Non è stato il primo, ma il suo successo ha spianato la strada al filone (e ha aperto discussioni sulla moralità di inquadrare stretto il culo di Jessica Biel prima di un omicidio): Non aprite quella porta 2.0 ha cacciato nel nostro vocabolario la parola reboot. Cioè il rifacimento di un classico o semi-classico, che mette nuovi personaggi in uno scenario familiare, con la pretesa di ripartire da zero e poi generare capitoli collegati solo a se stesso. Quando va bene fa conoscere cose belle e importanti a una nuova generazione di pubblico. Quando va così così è un modo temporaneamente più simpatico di dire remake. Quando va malino i giovani non imparano un cazzo e i vecchi escono dal cinema sapendo che per Alexandre Aja Le colline hanno gli occhi è “una storia di coraggio e sopravvivenza”. Quando va male arriva Michael Bay. Grazie a Dio almeno su Il buio si avvicina dovrebbe aver mollato l’osso. Perché “assomiglia troppo a Twilight”, però.
So long fried rice, hallo fried chicken.
The Ring ha funzionato per l’effetto novità, per come sabotava certe aspettative in tema fantasmi e perché saccheggiava le cose migliori di trenta altri film che non si chiamavano “Ringu”. Perciò qualunque roba fosse mai stata proiettata in un angolo della Micronesia è stata adattata per il mercato americano – ma solo parzialmente adattata, sperando di trattenere un po’ dell’originale. Risultato: migliaia di giappi obbligati a farsi la cresta o i colpi di sole per non essere confusi tra loro e sceneggiatori che facevano i salti mortali per spiegare gli anda e rianda di trame concepite al di fuori della “nostra” logica (e con porte aperte in faccia alla sospensione dell’incredulità tipo Sarah Michelle Gellar assistente sociale a Tokyo). Poi la gente ha deciso che di donne con i capelli davanti alla faccia e bambini-gatto se n’era visti abbastanza e i produttori hanno iniziato a puntare sull’Europa del Nord (buona fortuna). Se Scorsese si è fatto mangiare in testa da Andrew Lau comunque c’è stato qualcosa di profondamente impari nella procedura.
Malcolm X 2: la commercializzazione.
Cedere al tuo produttore i diritti dello sfruttamento su titolo e personaggi può sembrare una clausola accettabile, se di mestiere fai film per quella che Nanni Cobretti chiama “gente con gli occhiali”, e allora pensi “ma sì, guardiamo avanti, tanto questa storia è auto-conclusiva”. Sbagliato.
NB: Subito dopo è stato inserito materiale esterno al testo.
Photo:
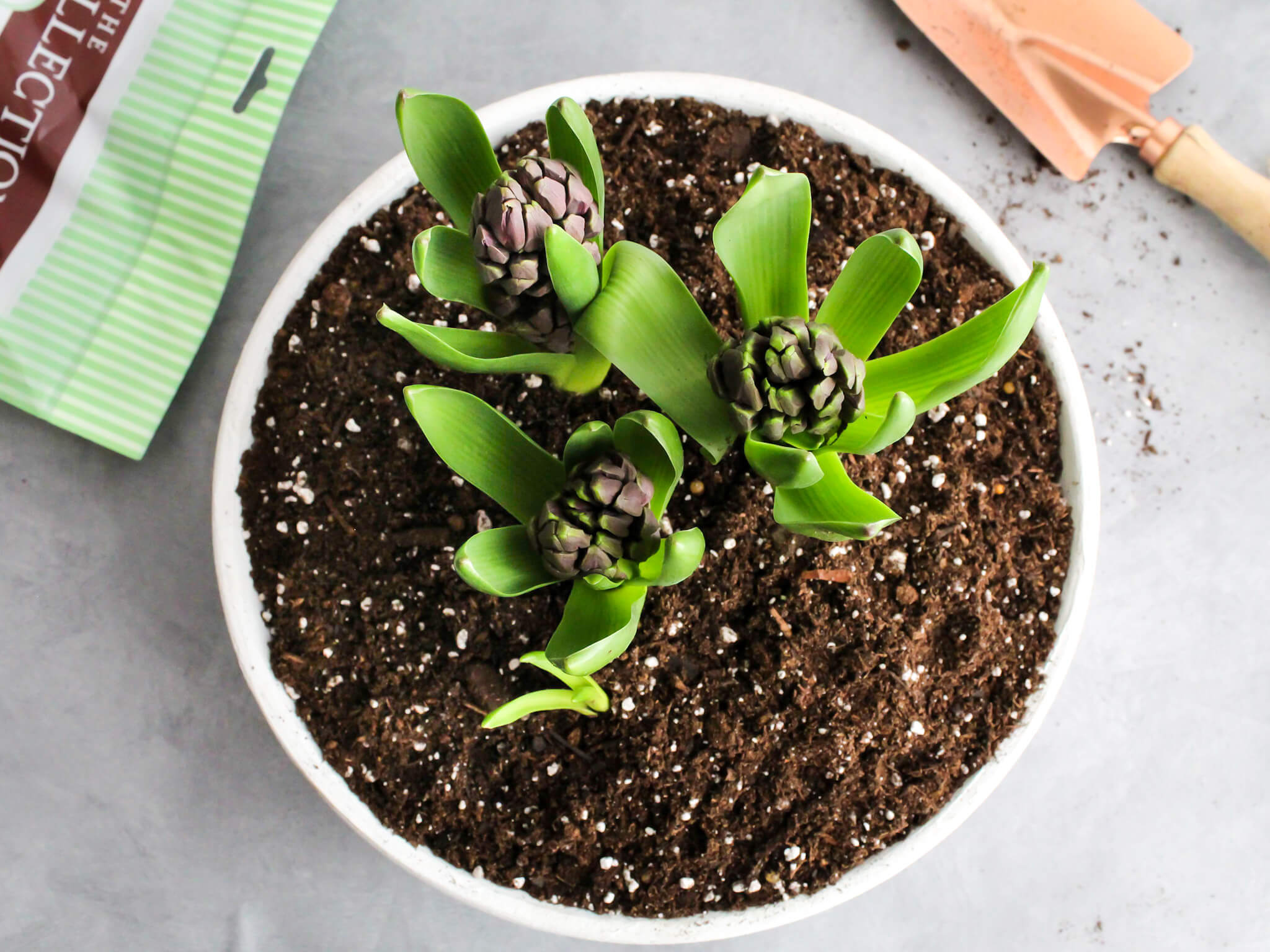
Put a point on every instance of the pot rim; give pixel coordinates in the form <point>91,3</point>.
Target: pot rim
<point>251,637</point>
Se il tuo film ha incassato mezza lira, qualcuno cercherà di cavarne fuori un altro quarto di lira: se il protagonista è MORTO SCHIANTATO, si va giù di prequel o di spin-off. Ma c’è sempre bisogno di imbastire qualche legame con l’originale. Legami che forse ci sarebbero sembrati accettabili per uno spaccatutto con tette e mannaie, e dimostrano la loro fragilità e inseriti in un contesto wannabe intellettuale e “diverso”. S. Darko è il caso più macro, ma non il solo. Al cinema non esistono cose tipo un unico fiocco di neve. (E ringraziate che nessuno ha ancora girato Fight Club 2: I Am Jack’s Unquenchable Need To Make Sense.)
Con una mano sul volante e l’altra su Wikipedia.
Non sono mai riuscita ad appassionarmi alle pseudo-scopiazzate della Asylum, ma in fondo di situazioni simili la serie C ne ha sempre viste. Gli stunt-movies invece sono figli di questo decennio: film che in senso stretto non rifanno nient’altro, però esistono solo per ricostruire con affetto (e nei dettagli) un’atmosfera o un sapore del passato. E là dove gli anni ’90 sceglievano la parodia, gli anni Zero ci hanno portato operazioni serissime come The House Of The Devil. Una tendenza che non si è fermata anche quando l’esplosione del DVD ha reso accessibili gli articoli originali: il gioco si autoalimenta, in un’unica lunga partita a com’era-com’è. Punti extra vanno ai film mal rieditati per litigi su chi ha i diritti o difficoltà con le royalties della colonna sonora, e quindi destinati a una notorietà smisurata proprio perché vivono quasi soltanto nella tradizione orale. (Voi l’avete mai visto La notte della cometa? Però sapete cos’è, vero? E se domani qualcuno dicesse “per il mio film mi sono ispirato molto a La notte della cometa”, non correreste a vederlo?)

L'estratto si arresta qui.